Refugees accuse Canberra: 'The second face of Saddam Hussein'

October 10, 2001
Issue 

BY SARAH STEPHEN

Despite being pushed off the front pages by the September 11 attacks in the US, the Australian government's scandalous treatment of asylum seekers has continued unabated.

The government's "war on refugees" reached a new level of vulgar hysteria at the end of August following the rescue of 438 refugees by the MV Tampa. The refugees were transferred to the Australian navy's HMAS Manoora. Refusing to allow the refugees to set foot on Australian soil, PM John Howard arranged to have the tiny Pacific island nation of Nauru take the asylum seekers while their refugee applications were assessed.

Once in Nauru's waters, a two-week stand-off began as more than 200 Iraqi and Palestinian asylum seekers refused to leave the Manoora. Their main demand was to be taken to Australia. They also wanted other guarantees, such as a time frame for their stay in Nauru and information about their fate should their claims for asylum be rejected.

The Australian government's response was to send federal police hostage negotiators to try to break the will of the protesting refugees. Federal front bencher Warren Entsch foreshadowed the government's next move when he said on September 24: "Quite frankly, those that are stirring it up should be grabbed by the scruff of the neck and dragged off. One way, I guess, of convincing them would be to stop feeding them. If they want the food it's on the beach. It's as simple as that."

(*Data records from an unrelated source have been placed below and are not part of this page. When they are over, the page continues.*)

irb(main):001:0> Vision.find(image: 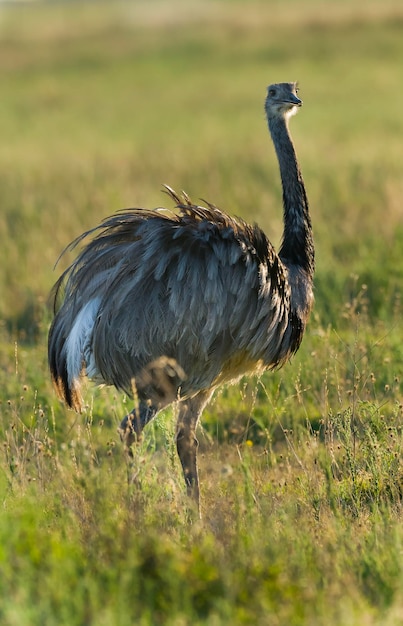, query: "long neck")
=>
[269,117,315,276]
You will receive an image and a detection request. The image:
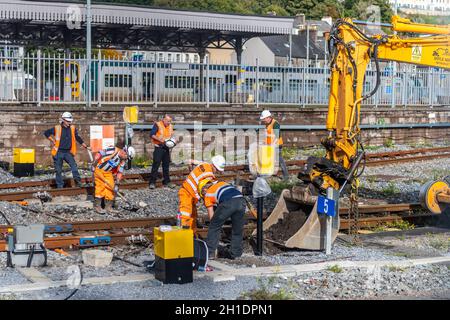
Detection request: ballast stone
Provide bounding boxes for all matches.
[82,249,113,268]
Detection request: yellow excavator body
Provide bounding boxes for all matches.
[263,16,450,250]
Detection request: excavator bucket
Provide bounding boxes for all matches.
[263,186,339,250]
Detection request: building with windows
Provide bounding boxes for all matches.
[389,0,450,16]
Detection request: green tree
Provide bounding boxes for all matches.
[344,0,394,22]
[286,0,344,19]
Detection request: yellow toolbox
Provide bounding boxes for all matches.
[153,226,194,259]
[13,148,35,177]
[153,226,194,284]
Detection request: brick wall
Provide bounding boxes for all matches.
[0,105,450,164]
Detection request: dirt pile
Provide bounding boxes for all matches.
[264,210,307,243]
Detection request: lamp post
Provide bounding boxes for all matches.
[86,0,92,108]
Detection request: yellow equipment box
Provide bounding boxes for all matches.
[123,106,139,123]
[14,148,35,163]
[13,148,35,177]
[257,145,274,176]
[153,227,194,259]
[153,226,194,284]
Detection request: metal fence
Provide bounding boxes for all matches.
[0,51,450,106]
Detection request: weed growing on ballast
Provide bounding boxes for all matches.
[327,264,343,273]
[383,138,394,148]
[240,277,294,300]
[388,265,406,272]
[381,182,400,196]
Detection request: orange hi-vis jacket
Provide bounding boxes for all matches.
[152,120,173,145]
[266,119,283,146]
[204,181,242,208]
[52,125,77,157]
[178,162,216,233]
[96,147,127,178]
[183,162,216,200]
[94,147,126,200]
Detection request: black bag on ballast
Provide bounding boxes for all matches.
[192,239,209,271]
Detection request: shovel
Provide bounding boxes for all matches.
[96,170,141,211]
[244,196,258,218]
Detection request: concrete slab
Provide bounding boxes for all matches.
[17,268,52,283]
[0,256,450,293]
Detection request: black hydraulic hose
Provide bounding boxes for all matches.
[27,246,34,268]
[41,243,47,267]
[64,266,83,300]
[363,44,381,100]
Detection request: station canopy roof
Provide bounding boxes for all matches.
[0,0,294,52]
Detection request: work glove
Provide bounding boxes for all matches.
[181,215,194,229]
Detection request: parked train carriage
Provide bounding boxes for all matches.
[60,60,448,104]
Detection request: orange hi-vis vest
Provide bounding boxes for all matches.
[266,119,283,146]
[97,147,126,173]
[152,120,173,145]
[52,125,77,157]
[183,162,216,199]
[204,181,242,208]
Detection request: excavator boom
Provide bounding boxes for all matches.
[263,16,450,250]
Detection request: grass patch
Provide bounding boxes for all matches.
[388,265,406,272]
[133,155,153,168]
[428,169,448,181]
[281,147,298,160]
[301,148,326,158]
[364,146,382,151]
[381,182,400,196]
[370,220,416,232]
[240,277,294,300]
[383,138,394,148]
[269,180,295,193]
[392,252,412,258]
[327,264,343,273]
[429,238,450,251]
[388,220,416,230]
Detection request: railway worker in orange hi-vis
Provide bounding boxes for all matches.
[198,179,246,259]
[259,110,289,180]
[91,146,136,214]
[149,114,177,189]
[177,155,225,233]
[44,112,89,188]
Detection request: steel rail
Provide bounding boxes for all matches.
[0,148,450,201]
[0,147,450,189]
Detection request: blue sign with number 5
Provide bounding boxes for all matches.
[317,196,336,217]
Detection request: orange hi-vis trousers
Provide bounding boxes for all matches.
[178,187,198,234]
[94,168,114,200]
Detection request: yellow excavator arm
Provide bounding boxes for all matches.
[303,16,450,192]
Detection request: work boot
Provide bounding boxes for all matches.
[94,198,105,214]
[164,182,176,189]
[105,200,119,214]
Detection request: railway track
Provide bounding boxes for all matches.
[0,203,431,251]
[0,147,450,201]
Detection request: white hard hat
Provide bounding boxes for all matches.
[125,147,136,159]
[164,138,177,149]
[61,112,73,122]
[211,156,225,171]
[259,110,272,120]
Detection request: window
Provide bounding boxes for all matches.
[105,74,132,88]
[164,76,199,89]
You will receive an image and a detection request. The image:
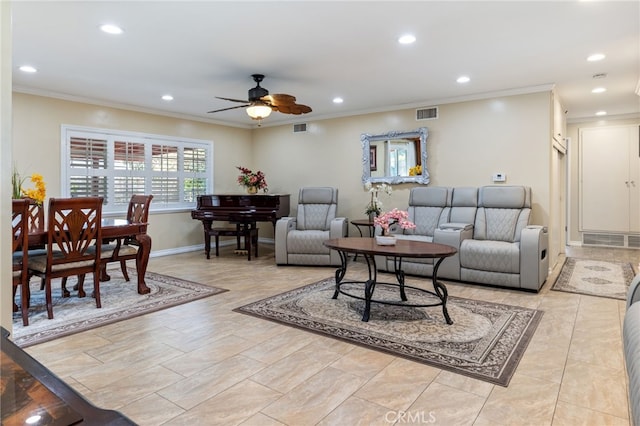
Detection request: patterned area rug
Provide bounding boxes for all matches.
[551,257,635,300]
[11,268,227,348]
[236,278,542,386]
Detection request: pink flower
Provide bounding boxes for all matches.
[373,209,416,235]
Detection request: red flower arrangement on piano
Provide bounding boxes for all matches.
[236,166,268,194]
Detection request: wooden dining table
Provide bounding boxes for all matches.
[29,218,151,294]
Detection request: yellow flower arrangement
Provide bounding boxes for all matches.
[11,169,47,204]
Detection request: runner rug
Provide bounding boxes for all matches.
[11,268,227,348]
[551,257,635,300]
[235,278,542,386]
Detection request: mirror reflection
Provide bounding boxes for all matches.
[360,127,429,184]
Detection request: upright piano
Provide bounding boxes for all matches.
[191,194,289,258]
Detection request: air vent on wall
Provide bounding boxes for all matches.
[582,233,624,247]
[293,123,307,133]
[416,107,438,121]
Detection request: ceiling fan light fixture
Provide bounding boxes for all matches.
[247,103,271,120]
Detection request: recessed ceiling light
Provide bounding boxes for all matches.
[19,65,38,73]
[100,24,123,34]
[587,53,606,62]
[398,34,416,44]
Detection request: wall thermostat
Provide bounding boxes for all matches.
[493,172,507,182]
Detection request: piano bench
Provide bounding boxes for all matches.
[204,226,258,260]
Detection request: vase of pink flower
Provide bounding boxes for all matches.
[373,209,416,245]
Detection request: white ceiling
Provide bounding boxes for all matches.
[12,0,640,126]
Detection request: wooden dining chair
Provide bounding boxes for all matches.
[28,197,103,319]
[11,199,30,327]
[102,195,153,281]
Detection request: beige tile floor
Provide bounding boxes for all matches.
[22,244,640,426]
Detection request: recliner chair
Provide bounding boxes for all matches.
[458,186,549,291]
[275,187,349,266]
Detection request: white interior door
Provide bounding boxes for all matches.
[579,127,630,232]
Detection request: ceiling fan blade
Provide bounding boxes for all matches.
[207,104,251,114]
[262,93,311,115]
[262,93,296,106]
[216,96,249,104]
[271,104,311,115]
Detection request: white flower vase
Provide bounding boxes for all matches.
[376,235,396,246]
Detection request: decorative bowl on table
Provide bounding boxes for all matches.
[376,235,396,246]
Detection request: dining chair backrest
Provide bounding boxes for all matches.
[27,198,44,233]
[11,199,29,252]
[11,199,30,327]
[47,197,103,275]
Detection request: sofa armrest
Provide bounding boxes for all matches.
[275,217,297,265]
[438,222,473,231]
[627,274,640,309]
[433,223,473,280]
[329,217,349,238]
[622,302,640,425]
[520,225,549,291]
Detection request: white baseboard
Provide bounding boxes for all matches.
[149,238,275,257]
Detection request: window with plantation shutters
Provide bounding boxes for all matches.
[62,126,213,213]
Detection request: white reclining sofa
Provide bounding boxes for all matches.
[376,185,549,291]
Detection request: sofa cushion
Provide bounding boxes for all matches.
[460,239,520,274]
[449,187,478,224]
[479,186,531,209]
[296,187,338,231]
[403,187,451,237]
[287,229,330,254]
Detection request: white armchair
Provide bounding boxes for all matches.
[275,187,349,266]
[458,186,549,291]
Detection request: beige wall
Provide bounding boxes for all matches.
[567,118,640,244]
[254,92,551,230]
[0,1,12,332]
[13,93,253,252]
[13,92,551,253]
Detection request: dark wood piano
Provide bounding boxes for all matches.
[191,194,290,256]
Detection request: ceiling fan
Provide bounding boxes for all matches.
[209,74,311,122]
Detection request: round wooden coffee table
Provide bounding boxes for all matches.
[324,237,457,324]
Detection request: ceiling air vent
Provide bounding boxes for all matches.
[293,123,307,133]
[416,107,438,121]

The Australian government didn't stop feeding asylum seekers. Instead, they used a combination of force and deceit to get the leaders of the group off the ship.

On October 1, newspapers carried pictures of 12 Australian soldiers in full battle dress escorting six asylum seekers off the Manoora. A second stand-off took place when the refugees refused to leave a bus that was to take them to the detention centre on Nauru.

The October 2 Sydney Morning Herald reported that one of the six, a telecommunications engineer from Iraq, shouted to journalists that the asylum seekers had been deceived. "One of them, they hit one of us, and he is injured now", he said. "We negotiated with the Australian Federal Police for three days, then they hit us and bring us here."

The engineer said one of the police officers told the asylum seekers he was a representative of John Howard. "He is cheating us", he said. "How could you elect Mr John Howard, when he does this illegally? We are coming from Iraq, we are escaping from Saddam Hussein, then we are arrested here. The Australian government is the second face of Saddam Hussein."

"We are not terrorists", he told reporters. "We are looking for peace and we want to live in freedom. We spent 20 years with war in Iraq. We want to rest, we want to be saved."

The remainder of the protesting refugees were removed from the Manoora by October 4.

Opposition leader Kim Beazley was fully supportive of the government's brutal actions. Nobody is entitled to be on an Australian navy ship, he said. "If the navy wants you off, you're off."

Despite threats of suicide on board the Manoora, Howard's hard-line stance only firmed. He told a media conference during the stand-off: "I should make it quite clear that the people on the Manoora will be going to Nauru. They will not come to the Australian mainland or Australian territory. I am sure, in the end, the people involved will be persuaded that the most sensible thing is to go to Nauru."

The United Nations High Commission for Refugees has refused to process any further arrivals on Nauru, calling for future asylum seekers to be processed in Australia. Diverting boat people to Nauru was not a normal procedure, said UNHCR spokesperson Ellen Hansen. "We are urging Australia to grant these persons access to national asylum procedures."

The October 1 Melbourne Age reported that the government may be forced to send immigration officials to Nauru to process the 262 asylum seekers on the way to the island aboard HMAS Tobruk, who will arrive the coming weeks.

While the government has called for other countries to take their "fair share" of refugees on Nauru, it has admitted that a substantial number will be taken in by Australia. This reveals that the entire, expensive operation was a pre-election political stunt.

Given the instability in the Middle East and Afghanistan caused by the US preparations for war, it is also unlikely that asylum seekers in Nauru whose claims are rejected will not be able to be sent back.

Caught in the middle of a cruel election campaign in which Australia's two main capitalist parties are determined to outdo each other in refugee-bashing, 750 asylum seekers in Nauru face a fearful and uncertain future.